I encountered some issues setting up passwordless SSH, which frustrated me. However, it was a blessing in disguise because it forced me to learn more about how SSH works. By the end of my research, I had a deeper understanding of SSH.

The goal of this guide will be to set up SSH so that I can ssh into a remote machine without typing in a passphrase multiple times.

Generate an SSH key.

The command generates a pair of RSA keys: public and private. The comment is useful for identifying public keys. The default names of the keys will be id_rsa.pub and id_rsa for the public and private keys, respectively, so there is no need to append the last option. I wrote that for clarity.

$ ssh-keygen -t rsa -C "test@example.com" -f ~/.ssh/id_rsa

Add a passphrase

The generation of the public and private keys will prompt you for a passphrase. Note, this shouldn’t be a passWORD, but rather, a passPHRASE, like “An apple a day keeps the doctor away” but more secure.

Add public key to remote machine’s authorized_keys

Now that you have a public/private key pair, you must add it to a list. This list is in a file called authorized_keys, and it’s located on the remote machine you want to passwordless-ssh into. For example, let’s say you’ve set up a user account called user on a remote server located at lindbrook.test.edu. There are two ways you can add your public key to user@lindbrook.test.edu’s authorized_keys

$ ssh-copy-id -i ~/.ssh/id_rsa.pub user@lindbrook.test.edu

OR

$ cat ~/.ssh/id_rsa.pub | ssh user@lindbrook.test.edu "mkdir ~/.ssh; cat >> ~/.ssh/authorized_keys"

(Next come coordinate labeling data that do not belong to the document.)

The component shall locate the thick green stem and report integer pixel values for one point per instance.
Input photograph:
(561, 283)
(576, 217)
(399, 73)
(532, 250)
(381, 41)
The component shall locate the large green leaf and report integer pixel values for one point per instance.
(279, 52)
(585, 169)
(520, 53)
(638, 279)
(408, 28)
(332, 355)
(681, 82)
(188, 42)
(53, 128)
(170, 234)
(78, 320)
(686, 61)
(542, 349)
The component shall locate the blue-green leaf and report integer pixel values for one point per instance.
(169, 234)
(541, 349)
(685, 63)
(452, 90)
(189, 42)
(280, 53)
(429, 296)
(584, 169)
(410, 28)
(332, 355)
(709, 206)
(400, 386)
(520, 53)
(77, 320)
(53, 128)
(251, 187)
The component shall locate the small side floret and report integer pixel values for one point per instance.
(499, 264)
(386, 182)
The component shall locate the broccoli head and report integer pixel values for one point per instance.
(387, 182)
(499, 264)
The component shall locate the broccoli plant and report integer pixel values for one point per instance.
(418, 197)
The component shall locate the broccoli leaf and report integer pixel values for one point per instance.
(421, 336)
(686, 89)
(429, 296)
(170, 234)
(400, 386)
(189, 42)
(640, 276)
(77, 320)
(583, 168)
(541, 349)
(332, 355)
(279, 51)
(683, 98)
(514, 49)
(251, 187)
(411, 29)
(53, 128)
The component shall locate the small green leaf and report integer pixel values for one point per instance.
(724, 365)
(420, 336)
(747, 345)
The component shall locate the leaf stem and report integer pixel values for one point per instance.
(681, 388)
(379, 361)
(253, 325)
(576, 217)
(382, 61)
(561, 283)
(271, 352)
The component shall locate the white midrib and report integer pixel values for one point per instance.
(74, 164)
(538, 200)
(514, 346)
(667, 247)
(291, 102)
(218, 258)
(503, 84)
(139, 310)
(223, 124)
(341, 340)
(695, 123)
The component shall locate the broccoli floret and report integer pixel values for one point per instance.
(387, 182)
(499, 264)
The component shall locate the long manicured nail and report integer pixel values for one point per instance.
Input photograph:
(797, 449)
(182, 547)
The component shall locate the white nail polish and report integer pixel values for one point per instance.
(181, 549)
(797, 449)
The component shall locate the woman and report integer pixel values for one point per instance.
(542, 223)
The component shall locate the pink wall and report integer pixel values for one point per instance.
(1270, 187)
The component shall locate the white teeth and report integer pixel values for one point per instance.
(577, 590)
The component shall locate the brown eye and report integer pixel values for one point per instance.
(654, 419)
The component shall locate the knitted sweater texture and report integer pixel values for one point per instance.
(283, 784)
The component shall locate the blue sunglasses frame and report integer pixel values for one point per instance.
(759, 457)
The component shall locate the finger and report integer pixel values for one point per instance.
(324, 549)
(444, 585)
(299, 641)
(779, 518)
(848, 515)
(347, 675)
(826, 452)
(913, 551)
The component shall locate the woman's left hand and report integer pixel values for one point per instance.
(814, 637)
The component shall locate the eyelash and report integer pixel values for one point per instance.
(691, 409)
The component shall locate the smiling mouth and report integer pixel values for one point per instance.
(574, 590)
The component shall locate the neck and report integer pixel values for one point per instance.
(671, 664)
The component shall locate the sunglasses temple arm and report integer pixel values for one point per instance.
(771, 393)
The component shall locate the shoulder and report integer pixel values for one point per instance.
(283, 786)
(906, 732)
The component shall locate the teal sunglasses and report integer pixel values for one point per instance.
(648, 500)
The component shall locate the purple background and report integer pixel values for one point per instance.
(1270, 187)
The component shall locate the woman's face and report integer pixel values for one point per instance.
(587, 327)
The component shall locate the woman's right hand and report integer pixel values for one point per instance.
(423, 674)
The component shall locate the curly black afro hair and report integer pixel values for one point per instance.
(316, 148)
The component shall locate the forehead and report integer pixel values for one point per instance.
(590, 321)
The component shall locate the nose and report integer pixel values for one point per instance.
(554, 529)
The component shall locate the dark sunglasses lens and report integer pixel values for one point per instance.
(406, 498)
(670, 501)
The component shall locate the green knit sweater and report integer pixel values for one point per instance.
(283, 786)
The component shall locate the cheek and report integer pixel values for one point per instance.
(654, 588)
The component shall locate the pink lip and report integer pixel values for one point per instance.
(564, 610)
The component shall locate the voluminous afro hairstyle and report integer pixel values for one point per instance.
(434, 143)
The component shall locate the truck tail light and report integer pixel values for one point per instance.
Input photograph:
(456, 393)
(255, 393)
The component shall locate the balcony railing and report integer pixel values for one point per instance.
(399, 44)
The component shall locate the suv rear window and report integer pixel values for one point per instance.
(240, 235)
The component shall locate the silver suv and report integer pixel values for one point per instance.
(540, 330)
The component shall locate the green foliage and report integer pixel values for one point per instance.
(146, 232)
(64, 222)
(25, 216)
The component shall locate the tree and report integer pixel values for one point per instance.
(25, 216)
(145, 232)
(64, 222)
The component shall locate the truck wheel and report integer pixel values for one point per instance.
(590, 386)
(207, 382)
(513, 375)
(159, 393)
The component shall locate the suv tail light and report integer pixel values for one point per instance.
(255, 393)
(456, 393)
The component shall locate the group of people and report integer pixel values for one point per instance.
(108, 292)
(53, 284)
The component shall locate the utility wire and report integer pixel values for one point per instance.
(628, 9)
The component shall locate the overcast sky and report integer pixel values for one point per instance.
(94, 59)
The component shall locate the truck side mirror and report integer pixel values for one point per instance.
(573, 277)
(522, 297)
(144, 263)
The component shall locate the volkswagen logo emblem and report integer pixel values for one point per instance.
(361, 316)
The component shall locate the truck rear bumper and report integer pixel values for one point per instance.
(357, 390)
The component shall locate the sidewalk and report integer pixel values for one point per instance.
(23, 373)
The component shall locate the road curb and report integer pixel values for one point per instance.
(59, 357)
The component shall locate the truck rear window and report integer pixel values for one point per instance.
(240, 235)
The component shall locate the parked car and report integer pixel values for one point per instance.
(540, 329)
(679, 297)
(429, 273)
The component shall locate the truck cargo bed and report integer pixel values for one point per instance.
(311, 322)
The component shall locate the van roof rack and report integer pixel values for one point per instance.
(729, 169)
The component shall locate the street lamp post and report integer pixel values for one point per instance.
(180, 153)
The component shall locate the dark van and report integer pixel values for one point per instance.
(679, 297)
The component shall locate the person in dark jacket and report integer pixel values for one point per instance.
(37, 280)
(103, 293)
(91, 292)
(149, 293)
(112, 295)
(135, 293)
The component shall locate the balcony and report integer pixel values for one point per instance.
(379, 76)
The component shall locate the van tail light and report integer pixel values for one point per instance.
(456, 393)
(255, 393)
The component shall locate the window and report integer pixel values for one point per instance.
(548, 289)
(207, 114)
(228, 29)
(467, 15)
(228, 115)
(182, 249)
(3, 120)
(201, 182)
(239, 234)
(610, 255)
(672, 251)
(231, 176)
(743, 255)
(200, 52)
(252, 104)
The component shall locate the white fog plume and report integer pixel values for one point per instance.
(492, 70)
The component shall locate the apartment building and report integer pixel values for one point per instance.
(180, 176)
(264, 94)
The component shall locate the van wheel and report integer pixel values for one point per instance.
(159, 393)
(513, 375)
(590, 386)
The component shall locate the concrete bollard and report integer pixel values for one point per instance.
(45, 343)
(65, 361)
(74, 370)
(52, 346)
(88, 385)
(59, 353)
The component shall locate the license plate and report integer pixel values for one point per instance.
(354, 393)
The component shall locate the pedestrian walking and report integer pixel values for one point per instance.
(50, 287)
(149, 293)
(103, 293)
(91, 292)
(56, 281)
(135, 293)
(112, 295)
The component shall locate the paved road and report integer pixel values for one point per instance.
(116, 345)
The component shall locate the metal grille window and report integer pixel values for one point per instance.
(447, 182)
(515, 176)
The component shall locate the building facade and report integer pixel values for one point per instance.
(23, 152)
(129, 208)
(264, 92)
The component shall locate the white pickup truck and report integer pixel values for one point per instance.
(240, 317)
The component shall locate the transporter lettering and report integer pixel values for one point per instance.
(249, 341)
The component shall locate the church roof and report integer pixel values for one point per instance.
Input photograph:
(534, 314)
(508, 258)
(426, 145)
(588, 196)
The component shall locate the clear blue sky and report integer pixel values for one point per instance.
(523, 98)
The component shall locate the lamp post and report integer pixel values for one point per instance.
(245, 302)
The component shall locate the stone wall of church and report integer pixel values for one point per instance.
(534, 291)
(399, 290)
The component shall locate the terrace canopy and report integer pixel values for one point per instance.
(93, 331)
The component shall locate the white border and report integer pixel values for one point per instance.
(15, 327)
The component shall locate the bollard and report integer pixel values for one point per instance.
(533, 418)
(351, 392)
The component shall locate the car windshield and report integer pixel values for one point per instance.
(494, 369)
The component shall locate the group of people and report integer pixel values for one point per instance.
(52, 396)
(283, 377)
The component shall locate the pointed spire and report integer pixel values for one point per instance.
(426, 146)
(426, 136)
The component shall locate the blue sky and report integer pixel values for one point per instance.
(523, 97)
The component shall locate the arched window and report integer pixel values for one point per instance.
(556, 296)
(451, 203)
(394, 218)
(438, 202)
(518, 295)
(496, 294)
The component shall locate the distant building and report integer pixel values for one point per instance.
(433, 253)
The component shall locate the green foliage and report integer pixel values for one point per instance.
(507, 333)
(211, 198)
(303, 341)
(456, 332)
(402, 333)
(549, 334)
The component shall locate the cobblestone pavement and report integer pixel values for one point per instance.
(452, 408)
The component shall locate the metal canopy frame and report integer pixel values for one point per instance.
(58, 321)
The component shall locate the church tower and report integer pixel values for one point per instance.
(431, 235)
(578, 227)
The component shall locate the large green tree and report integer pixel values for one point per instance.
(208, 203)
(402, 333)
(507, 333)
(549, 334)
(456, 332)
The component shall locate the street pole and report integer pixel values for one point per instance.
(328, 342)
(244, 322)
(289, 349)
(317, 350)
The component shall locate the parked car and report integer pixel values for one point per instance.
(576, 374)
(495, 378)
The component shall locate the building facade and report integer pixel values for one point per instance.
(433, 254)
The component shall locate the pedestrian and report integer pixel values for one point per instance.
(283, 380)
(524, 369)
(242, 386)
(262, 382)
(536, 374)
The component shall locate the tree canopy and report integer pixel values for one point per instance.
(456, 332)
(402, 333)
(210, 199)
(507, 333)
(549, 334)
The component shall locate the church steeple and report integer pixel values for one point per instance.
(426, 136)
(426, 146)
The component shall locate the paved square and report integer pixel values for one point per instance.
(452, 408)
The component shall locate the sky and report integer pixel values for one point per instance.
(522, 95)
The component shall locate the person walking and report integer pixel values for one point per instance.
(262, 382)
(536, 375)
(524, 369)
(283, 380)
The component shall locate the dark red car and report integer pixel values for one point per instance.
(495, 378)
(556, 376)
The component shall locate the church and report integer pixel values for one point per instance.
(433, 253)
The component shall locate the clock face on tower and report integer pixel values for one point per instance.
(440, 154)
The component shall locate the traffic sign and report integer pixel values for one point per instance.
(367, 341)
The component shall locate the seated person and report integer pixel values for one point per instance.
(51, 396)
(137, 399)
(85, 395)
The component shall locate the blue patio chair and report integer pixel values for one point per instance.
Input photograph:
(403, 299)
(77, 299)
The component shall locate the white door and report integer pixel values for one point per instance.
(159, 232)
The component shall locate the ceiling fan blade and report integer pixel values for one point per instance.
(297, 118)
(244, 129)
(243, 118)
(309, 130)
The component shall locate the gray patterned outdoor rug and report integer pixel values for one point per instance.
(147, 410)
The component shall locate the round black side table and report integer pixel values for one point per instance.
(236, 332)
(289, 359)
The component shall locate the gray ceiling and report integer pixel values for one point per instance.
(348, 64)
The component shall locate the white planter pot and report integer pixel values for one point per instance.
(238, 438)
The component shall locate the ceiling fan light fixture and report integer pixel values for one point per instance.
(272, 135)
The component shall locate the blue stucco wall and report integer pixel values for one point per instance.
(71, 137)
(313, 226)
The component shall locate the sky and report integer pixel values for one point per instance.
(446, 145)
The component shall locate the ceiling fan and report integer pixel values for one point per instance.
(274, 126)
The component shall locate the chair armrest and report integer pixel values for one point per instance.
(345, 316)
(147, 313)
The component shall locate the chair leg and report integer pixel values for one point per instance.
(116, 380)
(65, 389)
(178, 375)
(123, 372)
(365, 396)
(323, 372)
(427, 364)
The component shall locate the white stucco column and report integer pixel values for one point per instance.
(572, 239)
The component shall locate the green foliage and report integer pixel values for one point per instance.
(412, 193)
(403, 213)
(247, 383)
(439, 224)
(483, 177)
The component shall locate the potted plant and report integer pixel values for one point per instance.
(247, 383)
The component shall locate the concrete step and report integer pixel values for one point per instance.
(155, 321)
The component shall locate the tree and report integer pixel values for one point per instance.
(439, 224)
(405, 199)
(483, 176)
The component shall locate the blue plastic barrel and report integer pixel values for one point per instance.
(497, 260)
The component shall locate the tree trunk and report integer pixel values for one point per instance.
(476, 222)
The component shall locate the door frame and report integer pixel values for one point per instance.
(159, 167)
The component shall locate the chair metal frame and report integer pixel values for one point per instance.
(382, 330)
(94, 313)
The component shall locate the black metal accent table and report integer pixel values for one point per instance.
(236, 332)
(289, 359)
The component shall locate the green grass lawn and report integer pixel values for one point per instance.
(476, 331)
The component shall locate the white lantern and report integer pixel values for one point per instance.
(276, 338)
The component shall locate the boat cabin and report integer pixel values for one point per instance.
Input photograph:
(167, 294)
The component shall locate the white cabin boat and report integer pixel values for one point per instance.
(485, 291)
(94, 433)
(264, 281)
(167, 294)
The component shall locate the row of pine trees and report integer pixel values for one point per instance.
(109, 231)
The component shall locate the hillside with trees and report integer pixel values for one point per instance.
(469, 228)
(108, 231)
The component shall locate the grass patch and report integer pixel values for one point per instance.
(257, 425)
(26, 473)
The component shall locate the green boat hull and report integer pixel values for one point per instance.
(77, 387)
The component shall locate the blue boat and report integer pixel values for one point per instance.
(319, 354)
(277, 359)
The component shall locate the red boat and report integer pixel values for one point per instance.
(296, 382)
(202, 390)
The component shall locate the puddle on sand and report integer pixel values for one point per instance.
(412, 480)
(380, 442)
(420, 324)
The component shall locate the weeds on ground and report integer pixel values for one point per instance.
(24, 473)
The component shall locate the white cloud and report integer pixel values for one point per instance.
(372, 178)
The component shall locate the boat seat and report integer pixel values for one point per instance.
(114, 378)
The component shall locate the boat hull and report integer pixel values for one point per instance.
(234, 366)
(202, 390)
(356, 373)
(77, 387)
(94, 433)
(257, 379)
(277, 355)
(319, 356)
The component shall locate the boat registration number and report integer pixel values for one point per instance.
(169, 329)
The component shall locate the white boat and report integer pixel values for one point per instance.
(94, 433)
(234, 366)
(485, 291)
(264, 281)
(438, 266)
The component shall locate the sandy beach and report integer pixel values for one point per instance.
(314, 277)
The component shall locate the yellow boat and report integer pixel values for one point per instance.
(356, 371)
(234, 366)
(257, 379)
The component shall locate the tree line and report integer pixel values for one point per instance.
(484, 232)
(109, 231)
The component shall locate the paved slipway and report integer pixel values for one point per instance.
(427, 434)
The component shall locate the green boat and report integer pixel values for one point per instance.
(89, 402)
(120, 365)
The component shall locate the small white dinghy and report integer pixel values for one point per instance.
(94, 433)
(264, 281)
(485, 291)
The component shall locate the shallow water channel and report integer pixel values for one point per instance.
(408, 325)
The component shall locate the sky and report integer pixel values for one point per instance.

The first way should be used if ssh-copy-id is available as a command. If not, the second will suffice. It’s important to note that the PUBLIC key must be added to authorized_keys. And it’s important to note that either of the two commands must be run on the LOCAL machine. Remember, your goal is to ssh into a REMOTE machine from your LOCAL machine.

Set up ssh-agent

If you’ve gotten past the previous steps, you can ssh into a remote machine without having to type in the user’s password on the remote machine. However, if you’ve set up a passphrase for your public/private key pair, you still have to enter that every time you ssh into that remote machine. That’s annoying. Wasn’t the whole point of this to avoid having to enter passwords/passphrases?

To remedy this situation, you have to set up ssh-agent. ssh-agent is a program that will remember the decrypted private key. To decrypt the private key, you must know the passphrase. All you have to do is start up ssh-agent, and add the private key to it after decrypting it with a passphrase. ssh-agent can then be used for proving to the remote machine that you are indeed the owner of the private key that belongs to the public key listed in the remote machine’s authorized_keys.

If you run ssh-agent, it will display some environment variables and their corresponding values that you should set up so that ssh knows how to communicate with it.

$ ssh-agent
SSH_AUTH_SOCK=/var/folders/s8/dndsygmn64x9s244c0hqhsm40000gn/T//ssh-GqaFgVE74tem/agent.1437; export SSH_AUTH_SOCK;
SSH_AGENT_PID=1438; export SSH_AGENT_PID;
echo Agent pid 1438;

You can set these up manually, but since these are conveniently commands we should run directly to have the environment variables set up, you can run the following command

$ eval `ssh-agent`

Next, add your private key to the ssh-agent.

$ ssh-add ~/.ssh/id_rsa
# Enter your passphrase

Passwordless SSH

Now you can ssh into your remote machine without having to enter a password/passphrase as many times as you want. It’s important to note that the passphrase must be entered every time you start up ssh-agent again.

Passwordless SSH not working

Here are some reasons why passwordless SSH isn’t working

1) Ensure the permissions of several directories on the remote machine are correct. sshd, the daemon running on the remote machine, won’t work properly if the permissions aren’t correct.

$ chmod go-w $HOME $HOME/.ssh
$ chmod 600 $HOME/.ssh/authorized_keys
$ chown `whoami` $HOME/.ssh/authorized_keys

2) Ensure you’re running ssh-agent on your local machine, otherwise you’ll always be prompted for the private key’s passphrase.

3) Check your local machine’s ~/.ssh/config file.

Host lindbrook
    User user
    HostName lindbrook.test.edu
    IdentifyFile ~/.ssh/id_rsa
    IdentitiesOnly yes

If the identity file listed after IdentityFile does not match the private key whose public key you’ve added to the remote machine’s authorized_keys list, then whenever you ssh to the remote machine, you’ll use the wrong private key. IdentitiesOnly specifies that ssh will only use the identity file listed in ~/.ssh/config.

4) If you’re still not having any luck, try ssh in verbose mode to output more info.

$ ssh -vvv user@lindbrook.test.edu

5) If all else fails, generate a new private/public key, and follow the steps of this guide. I once did this, and it fixed my problems.